Ivan-Zadeh conta que sua filha mais velha (de 13 anos) está desesperada para saber mais sobre Louca pelo Garoto. “É porque ela está no TikTok e estão dizendo a ela que vale a pena ver.”
Diga-se, de passagem, que Louca pelo Garoto é recomendado para maiores de 15 anos no Reino Unido e para maiores de 14, no Brasil.
Ivan-Zadeh acredita que as espectadoras mais jovens irão achar Bridget uma personagem interessante.
Para ela, “Bridget não é incisiva, nem arrojada, nem assustadora, nem antissocial. Ela não é do tipo [da série de TV] Fleabag”.

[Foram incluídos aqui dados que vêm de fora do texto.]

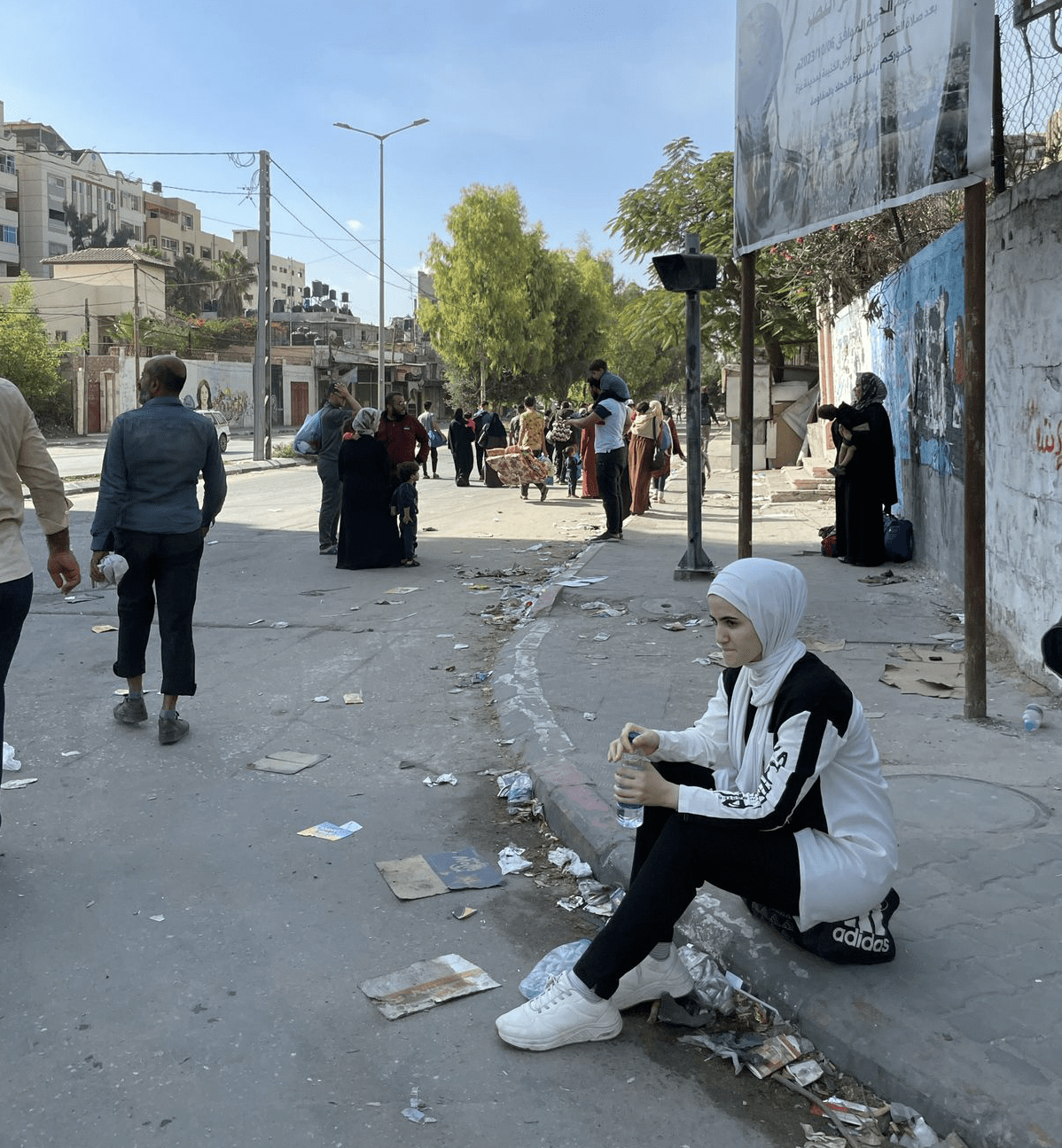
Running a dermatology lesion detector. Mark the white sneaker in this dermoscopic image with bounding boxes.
[611,945,693,1011]
[494,972,623,1053]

“E este é o momento certo para ela. Se os cineastas tivessem feito Bridget mais parecida com Fleabag [2016-2019], ela ficaria bem desatualizada.”
“Bridget é o tipo de ícone feminino que não vemos há algum tempo”, prossegue ela.
“Ela não é uma caricatura. Claramente insegura e vulnerável, ela tenta de tudo para ser cuidadosa e solidária. Você entende por que os homens a adoram. Você entende por que seus amigos e filhos a adoram.”
“Ela é simplesmente uma pessoa boa e alegre. Para os jovens, eu acho, Louca pelo Garoto irá parecer algo bastante novo.”
Pelo menos em um ponto, as gerações X, Y e Z parecem estar de acordo. Quer você a adore ou deteste, Bridget Jones é imperdível.
Bridget Jones: Louca pelo Garoto está em cartaz nos cinemas brasileiros.